The Masked Woman was the forerunner of The Domino Lady, a masked crime fighter that appeared in 1936. Truth is many of Johnston McCulley’s characters were the influence of the pulp heroes of the 1930s. Like The Masked Woman, The Domino Lady was a beautiful woman in a mask. Criminals had murdered her father, and she was after them, and any that got in her way. She wears a gown of either black or white satin, daringly cut and backless. The halter-neck of the negligible bodice revealed a gleaming expanse of faultless white bosom and creamy shoulders. She drew a cape of black silk around her shoulder, then a shiny black domino mask over her eyes. Her adventures appeared in SAUCY ROMANTIC ADVENTURES and MYSTERY ADVENTURE MAGAZINE.

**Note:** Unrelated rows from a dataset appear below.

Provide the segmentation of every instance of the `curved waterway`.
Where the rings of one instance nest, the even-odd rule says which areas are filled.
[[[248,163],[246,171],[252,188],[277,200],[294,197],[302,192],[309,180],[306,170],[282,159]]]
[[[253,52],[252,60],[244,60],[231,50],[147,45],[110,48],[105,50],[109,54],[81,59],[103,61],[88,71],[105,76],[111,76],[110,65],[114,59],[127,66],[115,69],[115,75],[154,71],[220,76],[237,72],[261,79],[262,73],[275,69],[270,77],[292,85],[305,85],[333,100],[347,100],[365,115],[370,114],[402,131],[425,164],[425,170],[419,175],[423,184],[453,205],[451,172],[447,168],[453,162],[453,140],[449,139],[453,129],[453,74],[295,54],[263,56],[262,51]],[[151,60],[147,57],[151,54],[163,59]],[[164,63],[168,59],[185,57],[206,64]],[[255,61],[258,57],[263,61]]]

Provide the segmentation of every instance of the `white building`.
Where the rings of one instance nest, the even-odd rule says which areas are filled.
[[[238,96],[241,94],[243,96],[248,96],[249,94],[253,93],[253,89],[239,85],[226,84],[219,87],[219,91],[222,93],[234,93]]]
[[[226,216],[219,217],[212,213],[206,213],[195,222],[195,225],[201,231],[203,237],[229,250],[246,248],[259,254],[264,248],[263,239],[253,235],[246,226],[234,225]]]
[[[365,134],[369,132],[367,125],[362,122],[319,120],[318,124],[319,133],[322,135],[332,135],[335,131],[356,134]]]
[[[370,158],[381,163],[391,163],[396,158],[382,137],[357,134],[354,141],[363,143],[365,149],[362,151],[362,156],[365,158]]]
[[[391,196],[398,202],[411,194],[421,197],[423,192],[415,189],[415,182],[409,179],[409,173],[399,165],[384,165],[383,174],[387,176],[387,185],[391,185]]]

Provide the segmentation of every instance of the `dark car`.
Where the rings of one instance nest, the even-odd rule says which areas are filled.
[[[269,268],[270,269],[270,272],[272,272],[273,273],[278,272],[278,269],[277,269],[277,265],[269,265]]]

Sheena, Queen of The Jungle, first appeared in comic books, but was so popular she moved over to movies and pulps. Wearing a leopard-skin, she is a golden-haired beauty. Slim, tall and bronzed, with blue eyes. Unfortunately, she was short-lived in the pulps; only two issues were published. Fiction House released SHEENA, QUEEN OF THE JUNGLE in 1951, with three novelettes; then a final story was published in JUNGLE STORIES in 1954.



Lady super heroes fared much better in the comic books, as the men seemed to dominate the pulp magazines, which to me is a surprise.  The Black Cat was merely a secondary character in The Angel Detective, which ran for one issue, then folded. However, there were comic books that featured The Angel and The Black Cat, but I’m not sure these were the same. Could be, though. I’ve never been able to figure out why there were so few masked heroines in the pulps. Of course boys were probably the majority readers of the pulps, and I’m sure they wanted to read about characters they could connect to. Still, boys were also fascinated with girls and they read comic books that featured them.